Collegamento acquedotto del Biferno alla rete idrica cittadina, Sandrucci (Altrabenevento): ''Acqua buona solo per pochi'' Società

Sandra Sandrucci, presidente di Altrabenevento, interviene duramente sull’inaugurazione di Mastella per il nuovo collegamento dell’acquedotto del Biferno alla rete idrica cittadina.

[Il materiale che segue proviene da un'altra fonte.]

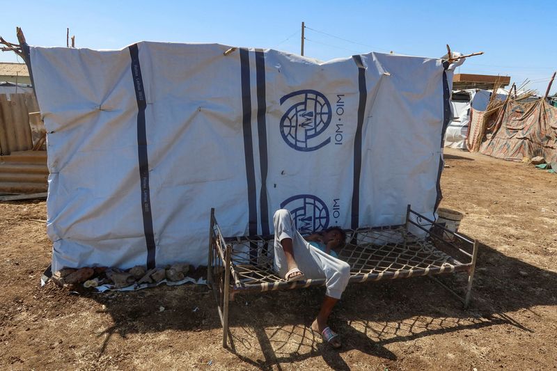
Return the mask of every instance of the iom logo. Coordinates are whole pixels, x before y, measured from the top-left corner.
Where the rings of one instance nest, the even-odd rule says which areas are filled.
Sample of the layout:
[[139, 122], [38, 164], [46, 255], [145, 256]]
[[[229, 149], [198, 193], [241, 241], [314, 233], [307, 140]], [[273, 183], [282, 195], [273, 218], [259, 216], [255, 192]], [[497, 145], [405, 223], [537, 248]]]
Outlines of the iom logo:
[[293, 196], [281, 204], [294, 218], [296, 229], [311, 233], [329, 227], [329, 209], [321, 198], [311, 194]]
[[281, 105], [288, 102], [288, 110], [281, 118], [281, 135], [286, 144], [296, 150], [315, 151], [327, 145], [331, 138], [318, 138], [331, 120], [329, 100], [317, 90], [290, 93], [281, 98]]

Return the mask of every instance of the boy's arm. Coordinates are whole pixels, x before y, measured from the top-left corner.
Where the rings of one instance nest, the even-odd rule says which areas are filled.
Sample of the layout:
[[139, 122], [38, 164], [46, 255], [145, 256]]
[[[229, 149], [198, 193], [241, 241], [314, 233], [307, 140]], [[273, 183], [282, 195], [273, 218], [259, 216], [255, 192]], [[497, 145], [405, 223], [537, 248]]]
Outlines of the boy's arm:
[[304, 236], [304, 239], [306, 241], [319, 241], [321, 239], [321, 235], [319, 233], [313, 233], [313, 235], [310, 235], [309, 236]]
[[340, 245], [340, 241], [338, 239], [331, 239], [329, 242], [327, 243], [327, 247], [325, 248], [325, 252], [327, 253], [329, 253], [331, 250], [334, 250], [337, 247]]

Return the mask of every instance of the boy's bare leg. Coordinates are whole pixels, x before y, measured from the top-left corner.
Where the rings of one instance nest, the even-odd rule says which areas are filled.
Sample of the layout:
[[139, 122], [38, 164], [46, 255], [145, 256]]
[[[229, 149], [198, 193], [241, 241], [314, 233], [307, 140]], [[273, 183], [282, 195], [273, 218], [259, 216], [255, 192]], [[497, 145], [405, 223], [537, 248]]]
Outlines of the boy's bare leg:
[[[296, 260], [294, 260], [294, 246], [292, 244], [291, 238], [284, 238], [281, 240], [281, 245], [283, 246], [284, 255], [286, 257], [286, 263], [288, 265], [288, 270], [293, 269], [298, 267], [296, 264]], [[300, 275], [301, 274], [294, 274], [294, 276]]]

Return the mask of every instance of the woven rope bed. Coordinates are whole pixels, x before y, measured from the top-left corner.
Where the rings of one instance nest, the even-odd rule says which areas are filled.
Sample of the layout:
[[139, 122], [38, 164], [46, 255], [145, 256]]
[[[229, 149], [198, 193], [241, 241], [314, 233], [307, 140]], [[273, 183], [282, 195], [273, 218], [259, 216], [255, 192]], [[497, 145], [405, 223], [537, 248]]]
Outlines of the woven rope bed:
[[[350, 265], [350, 283], [464, 272], [469, 276], [464, 296], [436, 281], [468, 306], [478, 254], [475, 240], [435, 223], [409, 205], [405, 225], [345, 232], [338, 258]], [[224, 237], [214, 210], [211, 211], [207, 277], [223, 325], [223, 347], [227, 346], [228, 303], [235, 294], [325, 284], [324, 278], [289, 283], [279, 277], [273, 269], [274, 239], [272, 235]]]

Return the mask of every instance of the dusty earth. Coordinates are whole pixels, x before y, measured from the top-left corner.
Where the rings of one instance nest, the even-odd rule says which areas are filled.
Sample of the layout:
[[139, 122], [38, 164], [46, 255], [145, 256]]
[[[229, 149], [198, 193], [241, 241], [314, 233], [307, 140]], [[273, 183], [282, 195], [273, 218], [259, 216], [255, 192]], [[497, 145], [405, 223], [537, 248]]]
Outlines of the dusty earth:
[[238, 297], [226, 350], [205, 287], [41, 288], [45, 203], [0, 203], [0, 367], [555, 369], [557, 175], [458, 150], [446, 158], [443, 205], [464, 212], [461, 231], [481, 242], [471, 308], [427, 278], [351, 286], [332, 315], [340, 352], [308, 331], [322, 290]]

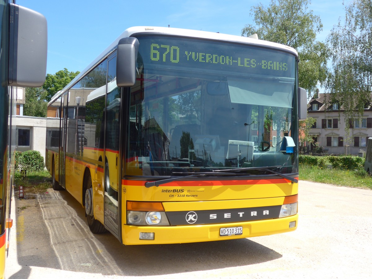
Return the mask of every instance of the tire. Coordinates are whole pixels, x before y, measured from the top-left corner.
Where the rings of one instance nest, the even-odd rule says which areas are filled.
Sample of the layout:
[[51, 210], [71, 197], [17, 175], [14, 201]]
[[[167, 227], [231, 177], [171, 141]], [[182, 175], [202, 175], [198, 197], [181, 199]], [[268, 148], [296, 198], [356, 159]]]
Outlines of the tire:
[[61, 191], [64, 190], [60, 183], [55, 180], [55, 168], [54, 167], [54, 158], [52, 161], [52, 187], [55, 191]]
[[93, 191], [92, 179], [90, 174], [86, 176], [85, 189], [85, 214], [87, 215], [88, 225], [90, 231], [93, 234], [101, 234], [106, 232], [107, 230], [101, 222], [94, 218], [93, 213]]

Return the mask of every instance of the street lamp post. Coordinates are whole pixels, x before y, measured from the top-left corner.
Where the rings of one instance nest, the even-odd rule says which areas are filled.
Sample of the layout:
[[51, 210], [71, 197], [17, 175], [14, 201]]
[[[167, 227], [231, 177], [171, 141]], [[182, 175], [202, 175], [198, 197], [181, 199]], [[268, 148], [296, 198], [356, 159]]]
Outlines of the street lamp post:
[[251, 122], [250, 124], [248, 124], [248, 123], [244, 123], [244, 126], [249, 126], [248, 128], [248, 141], [249, 141], [249, 134], [251, 133], [251, 125], [254, 123], [254, 121], [253, 120], [252, 122]]

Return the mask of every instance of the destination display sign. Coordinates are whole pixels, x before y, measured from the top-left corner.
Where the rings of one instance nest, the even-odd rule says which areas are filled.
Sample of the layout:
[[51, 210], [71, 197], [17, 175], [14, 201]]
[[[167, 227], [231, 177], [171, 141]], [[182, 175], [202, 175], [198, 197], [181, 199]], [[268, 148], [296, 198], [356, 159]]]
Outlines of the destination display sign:
[[294, 77], [295, 58], [277, 49], [171, 36], [138, 37], [144, 68], [195, 68]]

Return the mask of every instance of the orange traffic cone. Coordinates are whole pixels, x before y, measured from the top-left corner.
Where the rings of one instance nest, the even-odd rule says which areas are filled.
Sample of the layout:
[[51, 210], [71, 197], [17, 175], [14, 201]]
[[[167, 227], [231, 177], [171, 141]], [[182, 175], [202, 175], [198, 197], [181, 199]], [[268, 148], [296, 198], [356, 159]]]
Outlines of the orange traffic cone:
[[19, 186], [19, 195], [18, 197], [20, 199], [23, 198], [23, 186]]

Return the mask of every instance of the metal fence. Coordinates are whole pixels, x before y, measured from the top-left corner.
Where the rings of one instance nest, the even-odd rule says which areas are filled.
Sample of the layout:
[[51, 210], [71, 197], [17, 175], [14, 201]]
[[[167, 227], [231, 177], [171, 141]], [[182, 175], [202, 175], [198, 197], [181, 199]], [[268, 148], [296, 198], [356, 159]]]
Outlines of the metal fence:
[[[361, 156], [365, 154], [367, 151], [367, 147], [357, 147], [346, 145], [345, 146], [321, 146], [322, 151], [321, 154], [343, 154], [345, 155], [357, 155]], [[308, 150], [307, 153], [312, 152], [311, 150]]]

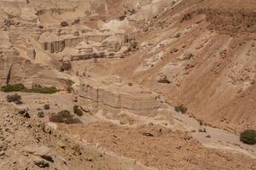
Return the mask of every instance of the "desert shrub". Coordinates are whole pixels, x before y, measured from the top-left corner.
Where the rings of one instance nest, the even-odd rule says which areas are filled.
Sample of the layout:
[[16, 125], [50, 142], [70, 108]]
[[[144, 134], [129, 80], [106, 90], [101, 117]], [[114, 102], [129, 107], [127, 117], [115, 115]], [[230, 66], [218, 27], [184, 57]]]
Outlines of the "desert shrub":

Ecco di seguito quanto scrive.

Il sindaco Clemente Mastella questa mattina è stato addirittura capace di inaugurare in via Mura della Caccia il lavoro di due (2) metri per il collegamento tra l’acquedotto del Biferno e la rete idrica che porta l’acqua solo ai capannoni industriali di Pezzapiana e a poche famiglie della zona.

Naturalmente Mastella ha dimenticato di ricordare che è stata Altrabenevento agli inizi di maggio scorso a segnalare nel corso di un lungo incontro con i vertici di Gesesa, che proprio in via Mura della Caccia era possibile collegare la conduttura del Biferno all’acquedotto cittadino ma avevamo proposto di effettuare lavori per circa 250 metri, fino alle pompe di Pezzapiana, per servire l’acqua buonissima delle sorgenti molisane anche agli abitanti della parte bassa della città.

Invece la Gesesa ha effettuato i lavori per fornire l’acqua del Biferno solo ai capannoni industriali e poche centinaia di abitanti, mentre i circa 25.000 abitanti della parte bassa della città continuano a ricevere acqua dei pozzi contaminata da tetracloroetilene miscelata al 30% con acqua del Biferno.

Alla ridicola manifestazione elettorale di questa mattina ha partecipato pure Marcello Palladino, ex presidente del comitato Pezzapiana che non si è mai attivato per risolvere il problema acqua contaminata da tetracloroetilene, il quale sarà tra i prossimi candidati del Partito Democratico a sostegno del sindaco Mastella”.